Arrêtons-nous un instant sur l’exemple d’une religieuse très en vogue, Sœur Agnès-Mariam de la Croix. Cette moniale porte l’habit et le scapulaire des carmélites. Sa tête est uniquement recouverte d’une guimpe blanche sans voile de bure, ce qui la fait ressembler aux moniales byzantines d’autant plus que sa guimpe est brodée d’une croix grecque sur le front. Parfois, elle étend négligemment sur sa tête et ses épaules une sorte de voilure noire plus musulmane que chrétienne. D’origine syrienne probablement, elle se dépense sans compter en matière de pastorale, d’activités islamo-chrétiennes, de théologie, d’érudition syriaque. Sa page Facebook ne dit pas un mot sur les souffrances de ses concitoyens mais, au contraire, proclame son appui à la cause du Président Bachar el Assad. Elle aurait pu et aurait dû suivre l’exemple du Pape Chenouda III qui, malgré son appui personnel à l’ex-Président Moubarak, s’est interdit de commettre des maladresses oratoires en public.

 

Nous arrivons au cas troublant du Père Elias Zahlaoui qui signe une « Lettre ouverte d’un prêtre Arabe de Syrie » au ministre français Alain Juppé ( www.senpremiereligne.com ). Il use d’un français châtié, très « Ancien Régime », emphatique, érudit et guindé. Très actif dans le dialogue islamo-chrétien, l’auteur harangue sur un ton docte et quasi comminatoire, Alain Juppé et, à travers lui, l’Occident pour le complot ourdi par ce dernier contre la Syrie du Président Bachar el Assad. Pas un mot sur les revendications de la population, pas un mot à l’égard des souffrances des victimes, pas un frémissement de miséricorde face aux atteintes à la dignité de la personne humaine.
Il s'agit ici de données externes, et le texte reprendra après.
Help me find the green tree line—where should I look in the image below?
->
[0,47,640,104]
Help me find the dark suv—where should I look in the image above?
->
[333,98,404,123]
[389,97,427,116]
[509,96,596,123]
Rien, uniquement une fielleuse philippique anti-occidentale et anti-israélienne primaire rappelant Alain Juppé à l’ordre en lui renvoyant, avec emphase et grandiloquence, la parole de Jean Paul II : « France, qu’as-tu fait de ton baptême ».

 

L’honneur fait à Amine Maalouf témoigne qu’il existe encore, dans ce Levant malade de lui-même, des gens en bonne santé psychique, indemnes de toute obsession identitaire meurtrière, amoureux de l’esprit universel, qui interagissent paisiblement avec la modernité et le monde et savent apprécier la valeur inestimable de l’humanisme. L’honneur fait à Amine Maalouf est aussi celui des hommes et des femmes libres du Levant qui ne perçoivent pas le monde à travers la lorgnette des orifices de leurs entrailles et qui ne conçoivent pas l’Occident comme étant, au pire celui des Croisades, au mieux celui de l’époque coloniale où les consuls régnaient en suzerains sur leurs cheptels respectifs des minoritaires du Padichah Ottoman.

 

Le caractère meurtrier des identités dont parle Amine Maalouf risque d’être mortel pour les minoritaires du Levant, non à cause d’un danger externe réel ou supposé, mais parce que la maladie identitaire mènera ces fossiles de l’histoire vers l’inéluctable suicide qui ne saurait tarder.